3 out of 4 stars
by Bayard Lewis
With recent political upheaval around the world, as consumers of mass media we need to be more vigilant in seeking true, hard facts. A sad and disturbing legacy of Holocaust denial goes back decades, but came to an important crossroads in 1998 when historian Deborah Lipstadt (Rachel Weisz) is sued by David Irving (Timothy Spall) for libel. Her book “ Denying the Holocaust” asserted that Irving intentionally promoted false facts about the Holocaust to deny its occurrence.
Lipstadt encounters resistance from her own Jewish community members in fighting Irving in court. Their heated discussion around a dinner table is one of the best scenes in the film that takes place outside the courtroom. Deborah also goes with her legal team visit to Auschwitz. The gray weather and cold tones capture a somber, chilling atmosphere and a recognition that the site of one of the worst atrocities in human history remains as historical landmark and shrine for the victims.
Irving attempts to use tiny construction details to put holes in the story of Auschwitz being used a camp for mass extermination. Fortunately, the larger picture has so many irrefutable facts that Irving, rather than the Holocaust, ends up being the ultimate subject on trial.
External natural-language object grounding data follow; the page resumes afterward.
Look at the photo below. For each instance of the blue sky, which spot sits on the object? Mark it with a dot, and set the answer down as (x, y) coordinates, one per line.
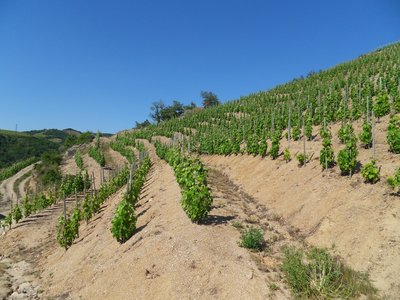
(98, 65)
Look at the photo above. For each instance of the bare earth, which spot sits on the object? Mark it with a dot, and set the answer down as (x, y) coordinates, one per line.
(7, 190)
(360, 220)
(169, 257)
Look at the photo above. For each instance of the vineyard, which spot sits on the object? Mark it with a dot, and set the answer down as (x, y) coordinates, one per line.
(287, 193)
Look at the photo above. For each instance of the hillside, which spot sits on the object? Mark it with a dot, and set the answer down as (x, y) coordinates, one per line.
(255, 163)
(17, 146)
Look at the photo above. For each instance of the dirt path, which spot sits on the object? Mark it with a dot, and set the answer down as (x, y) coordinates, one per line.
(22, 248)
(359, 219)
(22, 186)
(168, 257)
(7, 190)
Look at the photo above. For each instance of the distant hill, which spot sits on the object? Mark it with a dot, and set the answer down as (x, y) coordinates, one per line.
(16, 146)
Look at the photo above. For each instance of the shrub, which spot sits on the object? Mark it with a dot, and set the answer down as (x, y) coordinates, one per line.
(394, 181)
(17, 213)
(79, 160)
(302, 158)
(286, 155)
(65, 232)
(316, 274)
(123, 224)
(326, 155)
(393, 134)
(253, 238)
(371, 172)
(308, 129)
(366, 135)
(275, 145)
(191, 176)
(347, 158)
(381, 107)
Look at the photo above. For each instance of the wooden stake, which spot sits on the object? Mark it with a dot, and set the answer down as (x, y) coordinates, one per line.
(373, 137)
(304, 143)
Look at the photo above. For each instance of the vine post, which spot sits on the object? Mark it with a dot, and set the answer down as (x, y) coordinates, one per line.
(304, 142)
(373, 137)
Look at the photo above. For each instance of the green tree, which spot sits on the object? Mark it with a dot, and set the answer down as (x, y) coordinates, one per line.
(209, 99)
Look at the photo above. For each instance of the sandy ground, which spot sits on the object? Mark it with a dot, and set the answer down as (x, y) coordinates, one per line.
(360, 220)
(169, 257)
(23, 185)
(7, 190)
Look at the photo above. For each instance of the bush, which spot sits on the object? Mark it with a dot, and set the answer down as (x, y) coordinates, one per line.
(394, 181)
(275, 145)
(326, 155)
(17, 213)
(316, 274)
(302, 158)
(366, 135)
(65, 232)
(370, 172)
(123, 224)
(191, 176)
(393, 134)
(286, 155)
(253, 238)
(347, 158)
(79, 159)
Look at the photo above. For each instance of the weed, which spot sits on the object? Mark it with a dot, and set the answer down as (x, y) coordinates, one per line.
(316, 274)
(253, 238)
(237, 224)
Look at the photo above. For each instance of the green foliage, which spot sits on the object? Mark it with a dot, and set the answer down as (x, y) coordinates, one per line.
(17, 213)
(97, 155)
(296, 133)
(286, 155)
(75, 219)
(48, 170)
(263, 146)
(123, 224)
(347, 158)
(228, 128)
(345, 133)
(121, 145)
(72, 183)
(316, 274)
(78, 139)
(302, 159)
(191, 175)
(209, 99)
(8, 220)
(393, 134)
(66, 232)
(274, 152)
(366, 135)
(326, 155)
(381, 105)
(20, 146)
(28, 207)
(79, 159)
(371, 172)
(394, 181)
(15, 168)
(124, 221)
(253, 238)
(308, 128)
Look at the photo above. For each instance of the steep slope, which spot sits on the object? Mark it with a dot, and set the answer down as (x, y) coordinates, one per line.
(360, 220)
(168, 256)
(7, 190)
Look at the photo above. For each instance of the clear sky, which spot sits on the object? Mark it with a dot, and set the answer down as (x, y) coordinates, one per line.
(98, 65)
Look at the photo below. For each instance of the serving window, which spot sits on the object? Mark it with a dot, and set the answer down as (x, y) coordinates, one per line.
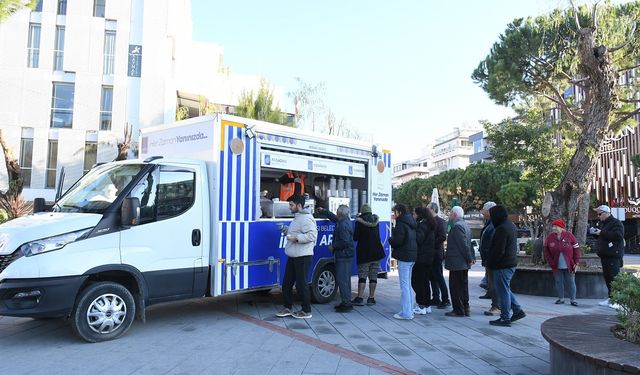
(325, 182)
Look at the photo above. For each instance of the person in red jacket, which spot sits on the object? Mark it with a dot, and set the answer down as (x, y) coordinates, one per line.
(562, 252)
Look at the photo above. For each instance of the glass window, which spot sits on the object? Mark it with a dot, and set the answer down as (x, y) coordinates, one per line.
(106, 105)
(33, 49)
(109, 52)
(90, 155)
(52, 164)
(58, 49)
(98, 8)
(26, 156)
(62, 105)
(62, 7)
(164, 194)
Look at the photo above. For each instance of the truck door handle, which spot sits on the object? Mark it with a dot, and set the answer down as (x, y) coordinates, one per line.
(195, 237)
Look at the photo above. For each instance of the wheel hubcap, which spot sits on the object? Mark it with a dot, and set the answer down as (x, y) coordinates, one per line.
(326, 283)
(106, 313)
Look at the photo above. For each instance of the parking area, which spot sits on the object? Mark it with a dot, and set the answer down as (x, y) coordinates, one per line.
(241, 335)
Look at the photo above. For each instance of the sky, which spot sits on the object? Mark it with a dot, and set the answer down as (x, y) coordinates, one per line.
(398, 72)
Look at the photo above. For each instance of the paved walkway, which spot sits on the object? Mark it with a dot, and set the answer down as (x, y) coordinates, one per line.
(241, 335)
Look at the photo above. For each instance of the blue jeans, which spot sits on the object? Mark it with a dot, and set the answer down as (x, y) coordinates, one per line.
(502, 279)
(564, 276)
(343, 279)
(406, 299)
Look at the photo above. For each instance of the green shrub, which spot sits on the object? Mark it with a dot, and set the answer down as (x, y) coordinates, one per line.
(626, 293)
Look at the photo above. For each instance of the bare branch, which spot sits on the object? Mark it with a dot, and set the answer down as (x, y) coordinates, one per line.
(594, 15)
(624, 44)
(627, 115)
(575, 13)
(628, 68)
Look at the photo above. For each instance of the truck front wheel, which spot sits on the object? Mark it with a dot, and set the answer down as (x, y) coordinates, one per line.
(323, 285)
(104, 311)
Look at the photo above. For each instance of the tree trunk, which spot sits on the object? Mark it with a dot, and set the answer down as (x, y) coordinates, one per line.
(595, 63)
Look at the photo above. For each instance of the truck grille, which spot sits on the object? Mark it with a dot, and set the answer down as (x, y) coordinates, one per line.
(6, 260)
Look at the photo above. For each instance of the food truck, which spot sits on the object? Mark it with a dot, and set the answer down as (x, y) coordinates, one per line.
(198, 214)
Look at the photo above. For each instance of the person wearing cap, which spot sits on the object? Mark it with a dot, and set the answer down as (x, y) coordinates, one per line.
(610, 246)
(562, 252)
(486, 236)
(369, 252)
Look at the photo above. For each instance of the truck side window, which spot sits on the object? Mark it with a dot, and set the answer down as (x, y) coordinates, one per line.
(175, 193)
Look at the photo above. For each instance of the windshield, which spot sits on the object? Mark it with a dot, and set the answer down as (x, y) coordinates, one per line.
(100, 187)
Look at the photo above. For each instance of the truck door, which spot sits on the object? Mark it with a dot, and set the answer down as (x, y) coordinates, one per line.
(167, 244)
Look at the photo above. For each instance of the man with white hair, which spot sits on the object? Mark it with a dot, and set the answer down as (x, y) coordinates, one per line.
(458, 259)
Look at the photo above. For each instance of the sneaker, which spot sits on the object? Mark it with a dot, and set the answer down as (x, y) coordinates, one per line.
(284, 312)
(614, 306)
(518, 316)
(500, 322)
(419, 310)
(301, 314)
(344, 308)
(494, 311)
(400, 317)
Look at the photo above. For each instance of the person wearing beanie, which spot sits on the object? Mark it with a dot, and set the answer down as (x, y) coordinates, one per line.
(562, 252)
(369, 252)
(503, 260)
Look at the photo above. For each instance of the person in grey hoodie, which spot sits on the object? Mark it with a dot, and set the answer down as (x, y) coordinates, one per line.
(301, 239)
(458, 259)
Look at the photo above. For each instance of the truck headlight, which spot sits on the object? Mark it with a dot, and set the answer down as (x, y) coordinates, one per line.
(51, 243)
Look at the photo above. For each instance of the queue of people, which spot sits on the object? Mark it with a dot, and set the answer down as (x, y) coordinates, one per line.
(417, 240)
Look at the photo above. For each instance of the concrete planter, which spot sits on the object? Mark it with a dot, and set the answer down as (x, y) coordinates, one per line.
(585, 345)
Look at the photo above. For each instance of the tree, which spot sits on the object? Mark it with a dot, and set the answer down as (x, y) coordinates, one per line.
(261, 106)
(9, 7)
(11, 200)
(312, 111)
(573, 59)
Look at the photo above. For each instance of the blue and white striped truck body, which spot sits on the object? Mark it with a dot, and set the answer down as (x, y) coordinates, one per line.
(248, 252)
(184, 222)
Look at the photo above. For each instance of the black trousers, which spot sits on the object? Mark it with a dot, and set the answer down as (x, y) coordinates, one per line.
(610, 268)
(296, 271)
(438, 285)
(420, 276)
(459, 288)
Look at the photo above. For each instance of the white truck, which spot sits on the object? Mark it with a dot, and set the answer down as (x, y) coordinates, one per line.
(197, 215)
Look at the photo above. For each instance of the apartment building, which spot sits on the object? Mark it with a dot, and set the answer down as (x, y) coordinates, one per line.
(74, 73)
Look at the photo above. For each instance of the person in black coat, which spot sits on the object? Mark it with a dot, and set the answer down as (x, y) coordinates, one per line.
(502, 260)
(420, 275)
(610, 246)
(405, 249)
(369, 252)
(439, 289)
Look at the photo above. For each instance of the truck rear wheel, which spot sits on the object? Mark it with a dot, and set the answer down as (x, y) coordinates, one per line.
(104, 311)
(323, 285)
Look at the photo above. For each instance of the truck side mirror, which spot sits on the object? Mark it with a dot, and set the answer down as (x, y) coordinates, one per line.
(130, 212)
(39, 205)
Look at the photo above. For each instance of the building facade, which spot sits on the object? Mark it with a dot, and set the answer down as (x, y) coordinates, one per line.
(75, 73)
(452, 151)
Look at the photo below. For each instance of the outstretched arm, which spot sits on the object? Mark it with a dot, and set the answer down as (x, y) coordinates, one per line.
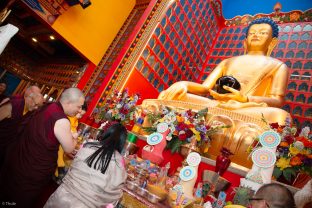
(274, 99)
(179, 90)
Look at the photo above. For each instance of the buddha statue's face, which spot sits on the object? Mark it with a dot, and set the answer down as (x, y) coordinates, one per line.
(259, 37)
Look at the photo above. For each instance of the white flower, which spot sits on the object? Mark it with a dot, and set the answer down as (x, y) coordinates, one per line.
(299, 145)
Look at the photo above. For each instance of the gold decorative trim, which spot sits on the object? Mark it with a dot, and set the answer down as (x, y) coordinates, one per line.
(211, 110)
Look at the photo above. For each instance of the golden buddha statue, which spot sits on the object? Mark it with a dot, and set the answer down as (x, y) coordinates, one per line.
(263, 79)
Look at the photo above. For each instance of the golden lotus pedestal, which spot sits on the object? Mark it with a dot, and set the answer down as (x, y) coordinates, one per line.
(244, 129)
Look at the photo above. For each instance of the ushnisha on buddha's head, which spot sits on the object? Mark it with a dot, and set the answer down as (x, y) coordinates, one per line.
(261, 36)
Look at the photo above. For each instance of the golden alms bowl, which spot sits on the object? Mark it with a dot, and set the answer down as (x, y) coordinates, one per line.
(158, 191)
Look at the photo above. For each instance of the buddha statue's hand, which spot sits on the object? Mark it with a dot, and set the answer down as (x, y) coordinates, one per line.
(175, 92)
(233, 95)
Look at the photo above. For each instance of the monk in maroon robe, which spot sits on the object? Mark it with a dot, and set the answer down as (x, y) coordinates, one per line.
(8, 125)
(31, 162)
(12, 112)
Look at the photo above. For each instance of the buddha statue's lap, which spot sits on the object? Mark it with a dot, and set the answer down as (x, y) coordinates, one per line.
(262, 79)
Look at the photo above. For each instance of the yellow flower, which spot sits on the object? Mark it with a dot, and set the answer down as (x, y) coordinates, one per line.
(283, 163)
(305, 152)
(293, 150)
(196, 133)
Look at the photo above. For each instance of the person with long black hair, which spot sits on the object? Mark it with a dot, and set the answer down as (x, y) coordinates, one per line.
(97, 174)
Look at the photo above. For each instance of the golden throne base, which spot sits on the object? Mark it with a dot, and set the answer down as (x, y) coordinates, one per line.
(237, 138)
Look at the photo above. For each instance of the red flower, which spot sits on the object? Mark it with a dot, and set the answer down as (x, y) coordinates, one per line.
(289, 139)
(182, 136)
(188, 133)
(274, 125)
(305, 141)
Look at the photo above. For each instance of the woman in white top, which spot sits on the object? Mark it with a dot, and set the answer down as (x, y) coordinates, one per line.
(97, 174)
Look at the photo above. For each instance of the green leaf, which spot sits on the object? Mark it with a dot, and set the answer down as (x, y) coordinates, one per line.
(277, 172)
(202, 112)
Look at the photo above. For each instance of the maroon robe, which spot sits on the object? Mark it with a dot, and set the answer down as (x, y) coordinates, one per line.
(31, 162)
(9, 126)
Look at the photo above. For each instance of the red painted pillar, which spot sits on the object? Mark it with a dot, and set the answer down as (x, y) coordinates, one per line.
(86, 76)
(120, 57)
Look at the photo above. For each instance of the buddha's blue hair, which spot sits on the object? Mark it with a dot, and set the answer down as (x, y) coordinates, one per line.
(265, 21)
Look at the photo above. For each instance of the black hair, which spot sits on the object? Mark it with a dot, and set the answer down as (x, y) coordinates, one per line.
(84, 106)
(112, 139)
(265, 20)
(282, 198)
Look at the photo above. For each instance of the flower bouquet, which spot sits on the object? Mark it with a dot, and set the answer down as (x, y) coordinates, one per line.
(120, 106)
(293, 154)
(184, 126)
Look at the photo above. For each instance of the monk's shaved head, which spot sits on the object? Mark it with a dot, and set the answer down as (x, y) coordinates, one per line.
(33, 98)
(72, 100)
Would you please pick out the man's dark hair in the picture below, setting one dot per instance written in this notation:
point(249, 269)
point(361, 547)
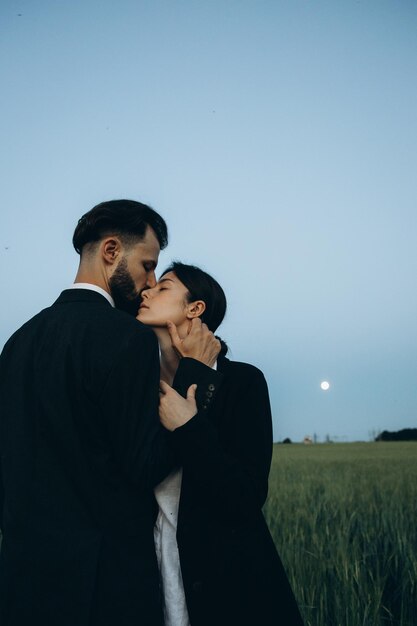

Free speech and the necessity to fight untruths are resounding themes in the film that are met with resistance so that the audience also feels under pressure, as Lipstadt did in the years leading up to her appearance in a London courtroom to defend her book.
“Denial” takes moment in history that should not be taken lightly when our zeitgeist of misinformation campaigns and denial of scientific evidence to further political agendas infiltrates the common sense of everyday Americans. It’s not as powerful a film as it should be, but hits enough of the right chords to feel that victory over bigotry has been won.